Comme cela s’est produit à ses débuts avec la grande ville et les enfants qui l’habitent, ici la montagne et son habitant solitaire se combinent pour devenir deux expressions de la même chose. L’exubérance et la beauté du paysage sont parfaitement associées à la force et à la sensibilité du garçon, une présence portative qui transforme la terre pour faire ressortir son fruit, mais qui l’observe aussi avec attention et respect pour essayer de le comprendre et, incidemment, de se découvrir.
Photographie de David Correa Franco, déjà présent dans les travaux précédents de Mesa, il capture magistralement et délicatement l’incroyable force naturelle de l’environnement. Le travail de montage aussi délicat que pointu fait le reste pour que le film coule de manière organique, permettant au spectateur d’être emporté par un canal apparemment calme, mais criblé d’éddies turbulents qui menacent de nous entraîner dans l’obscurité la plus profonde.
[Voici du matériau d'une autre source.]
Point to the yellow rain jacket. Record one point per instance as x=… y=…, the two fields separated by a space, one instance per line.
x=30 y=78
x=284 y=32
Malgré les ombres menaçantes qui se cachent sur les marges, ce n’est pas un film qui charge les encres sur le dramatique ou potentiellement violent. Au contraire, le talent de Mesa parvient à faire une histoire située dans un lieu précis et très particulier, avec un protagoniste rare, une histoire universelle et lumineuse qui raconte ce qui pourrait être l’histoire de millions de jeunes aux différents coins de la planète. Un combat entre tradition et modernité, entre des progrès qui n’apportent pas les fruits promis et un passé qui refuse de se débarrasser des chaînes qui l’empêchent de donner naissance à un nouveau monde, capable de réconcilier ces deux forces antagonistes. Le film est, en bref, une deuxième étape ferme qui rapproche le cinéaste colombien d’un pic qui peut être vu haut et plein de fruits nutritifs,ils résisteront sûrement même à la peste la plus agressive.
La roya est une coproduction entre la Monociclo Cine colombienne et Dublin Films en France.